She paused, holding a tongful of salad-tree bark. “Not at all. This is the basic fare provided to all and sundry at no charge. If free food didn’t exist, some people might get hungry, you know.”

“So, this buffet is free, as in ‘free beer.’ And I don’t have to satisfy any pony’s values, or engage in a labor trade, or challenge the chef to a round of interpretive dancing, or wear a mask while playing a musical instrument and demand the food that suits my station. The food is just here for anyone to take whenever they want.”

“You have, most verbosely, elucidated the truth of the matter. Why, is something wrong?”

Pen sighed and rolled his eyes. “Well, it’s disconcerting to find that There Is Such A Thing As A Free Lunch. TISATAAFL just doesn’t have the same ring to it.”

“’Tis a toffel?”

“’Tis a Teufel, rather.

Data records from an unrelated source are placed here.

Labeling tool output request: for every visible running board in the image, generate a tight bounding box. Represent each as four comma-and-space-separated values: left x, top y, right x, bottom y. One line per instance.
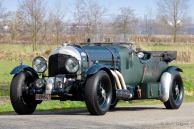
116, 90, 133, 100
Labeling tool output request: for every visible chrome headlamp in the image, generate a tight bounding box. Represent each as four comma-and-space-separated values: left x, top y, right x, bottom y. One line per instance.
65, 58, 79, 73
32, 56, 47, 73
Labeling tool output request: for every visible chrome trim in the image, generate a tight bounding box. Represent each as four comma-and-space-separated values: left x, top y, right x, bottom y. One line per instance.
49, 45, 82, 80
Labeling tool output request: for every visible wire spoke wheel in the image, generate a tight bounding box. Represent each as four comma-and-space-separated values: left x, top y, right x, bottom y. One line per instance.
85, 70, 112, 115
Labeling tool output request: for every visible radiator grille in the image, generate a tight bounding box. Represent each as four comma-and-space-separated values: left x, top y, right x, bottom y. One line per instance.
48, 54, 70, 77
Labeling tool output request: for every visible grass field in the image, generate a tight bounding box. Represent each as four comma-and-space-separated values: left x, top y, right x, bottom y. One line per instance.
0, 43, 194, 112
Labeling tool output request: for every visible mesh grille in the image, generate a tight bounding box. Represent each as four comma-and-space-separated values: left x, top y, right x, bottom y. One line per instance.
48, 54, 70, 77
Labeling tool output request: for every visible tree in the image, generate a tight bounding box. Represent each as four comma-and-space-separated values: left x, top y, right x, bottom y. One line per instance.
114, 7, 137, 40
85, 0, 106, 38
0, 1, 8, 32
144, 8, 154, 41
71, 0, 86, 42
18, 0, 45, 51
157, 0, 188, 42
49, 2, 65, 43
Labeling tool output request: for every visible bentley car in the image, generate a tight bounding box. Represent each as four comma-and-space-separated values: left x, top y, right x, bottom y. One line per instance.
10, 43, 184, 115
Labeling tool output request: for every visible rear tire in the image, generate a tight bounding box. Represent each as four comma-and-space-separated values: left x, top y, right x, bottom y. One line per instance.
85, 70, 112, 115
10, 71, 37, 115
164, 74, 184, 109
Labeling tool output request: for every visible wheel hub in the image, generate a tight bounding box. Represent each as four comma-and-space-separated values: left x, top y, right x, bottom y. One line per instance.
175, 85, 179, 95
101, 88, 106, 99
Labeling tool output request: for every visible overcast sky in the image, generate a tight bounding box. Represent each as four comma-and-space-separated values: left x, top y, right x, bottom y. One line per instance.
3, 0, 194, 19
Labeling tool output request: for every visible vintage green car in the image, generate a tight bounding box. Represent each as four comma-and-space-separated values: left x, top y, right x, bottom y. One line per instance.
10, 43, 184, 115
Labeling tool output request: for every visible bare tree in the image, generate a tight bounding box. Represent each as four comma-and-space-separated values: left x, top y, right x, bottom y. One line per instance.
18, 0, 45, 51
85, 0, 106, 38
157, 0, 188, 42
114, 7, 137, 40
71, 0, 86, 42
0, 0, 8, 32
49, 2, 65, 43
144, 8, 154, 41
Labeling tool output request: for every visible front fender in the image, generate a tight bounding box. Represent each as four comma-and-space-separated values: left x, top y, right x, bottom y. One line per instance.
10, 64, 38, 76
86, 64, 108, 76
160, 66, 183, 102
165, 66, 183, 72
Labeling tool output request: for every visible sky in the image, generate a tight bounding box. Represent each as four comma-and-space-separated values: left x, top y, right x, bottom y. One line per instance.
3, 0, 194, 19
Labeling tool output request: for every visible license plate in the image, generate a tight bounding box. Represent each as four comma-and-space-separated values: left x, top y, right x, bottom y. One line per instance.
35, 94, 51, 100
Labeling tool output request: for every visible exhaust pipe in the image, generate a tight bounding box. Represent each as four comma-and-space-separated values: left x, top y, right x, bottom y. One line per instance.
159, 72, 173, 102
115, 70, 127, 90
111, 70, 133, 100
110, 70, 122, 90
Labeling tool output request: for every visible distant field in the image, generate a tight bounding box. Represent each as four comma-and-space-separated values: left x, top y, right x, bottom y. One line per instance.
0, 43, 194, 112
0, 43, 194, 96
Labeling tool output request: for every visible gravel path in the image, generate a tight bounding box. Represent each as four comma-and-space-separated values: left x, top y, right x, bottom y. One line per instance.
0, 103, 194, 129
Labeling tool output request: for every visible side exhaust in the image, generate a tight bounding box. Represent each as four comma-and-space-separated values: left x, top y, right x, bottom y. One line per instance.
159, 72, 173, 102
111, 70, 133, 100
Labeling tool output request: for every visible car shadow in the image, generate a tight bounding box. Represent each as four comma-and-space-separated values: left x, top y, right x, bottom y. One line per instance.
110, 107, 165, 112
0, 106, 165, 115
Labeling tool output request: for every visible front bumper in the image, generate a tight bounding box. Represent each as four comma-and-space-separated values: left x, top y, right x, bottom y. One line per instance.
33, 76, 76, 95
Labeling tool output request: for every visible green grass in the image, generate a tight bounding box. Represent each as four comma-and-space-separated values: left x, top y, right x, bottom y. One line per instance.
0, 96, 194, 114
0, 44, 194, 112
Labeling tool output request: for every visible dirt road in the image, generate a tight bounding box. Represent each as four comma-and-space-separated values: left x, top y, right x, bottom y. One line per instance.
0, 103, 194, 129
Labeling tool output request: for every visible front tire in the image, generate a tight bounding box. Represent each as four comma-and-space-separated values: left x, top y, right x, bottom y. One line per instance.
164, 74, 184, 109
85, 70, 112, 115
10, 71, 37, 115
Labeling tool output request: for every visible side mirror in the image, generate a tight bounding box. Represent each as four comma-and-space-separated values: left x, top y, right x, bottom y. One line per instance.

And a devilish thing it is, indeed,” said Pen.

Snow winked, and took up some eggs mimosa and put them on Pen’s tray. “It’s your yolk to bear, then.”

Pen was about to bite his tongue, but bit a raw potato instead, eating it as if it were an apple. He quickly completed his selections and went to sit down. Iron had already seated himself atop a firm oblong tuffet at a low hexagonal table, and he was playing with some metal forks as he waited, using his talent to curl the tines into baroque shapes.

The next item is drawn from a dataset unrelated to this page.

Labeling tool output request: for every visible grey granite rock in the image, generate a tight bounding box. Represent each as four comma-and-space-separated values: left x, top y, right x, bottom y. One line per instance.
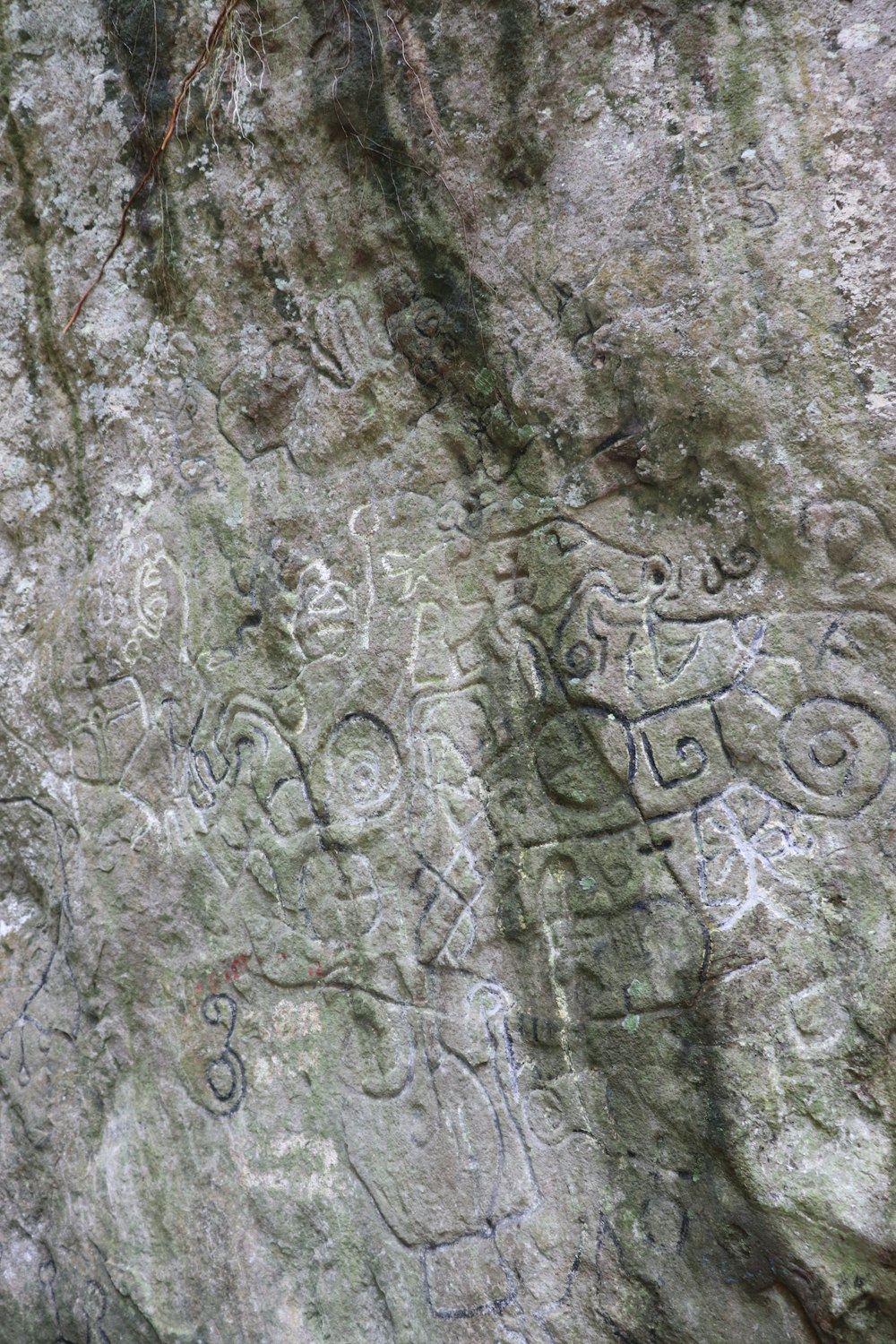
0, 0, 896, 1344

Pen’s tray bore a selection of meatfruit, heaps of ‘true’ fruits and veggies, and a slice of something called flapdoodle casserole. While he’d chosen a wide range of samples to learn what was available, his companions were already familiar with the buffet and had simply taken their favorites; Iron was having a salmonchoke fillet with herb butter and sprouts, and Snowflash had augmented her spinach salad with slices of grilled chickenpear. Pen watched quizzically as Iron spread butter over a huge stalk of Brussels sprouts, then took it up, holding each end in his fetlocks, and gnawed it as if it was a giant ear of corn. Pen resolved to try it that way next time around.

Pen started on his own food, and noticed that degree of hunger seemed to have an effect on the food’s taste, or at least his perception of the same. When he was deeply hungry and eating to sate it, the food tasted good and filling. When the deep urge was gone and he was eating more for pleasure, it was then that the flavors seemed to bloom in his mouth and each bite became a miniature meal in itself, so that when he bit into a true apple, he tasted first the astringent skin and felt the smooth texture on his tongue, and the burst of tart juice as his teeth pierced the skin and the firm flesh broke apart with a crisp snap, and the flood of flavor as he chewed it. The sensations were all separable experiences and he noticed them at a level of detail that his earthly palate had been unable to resolve.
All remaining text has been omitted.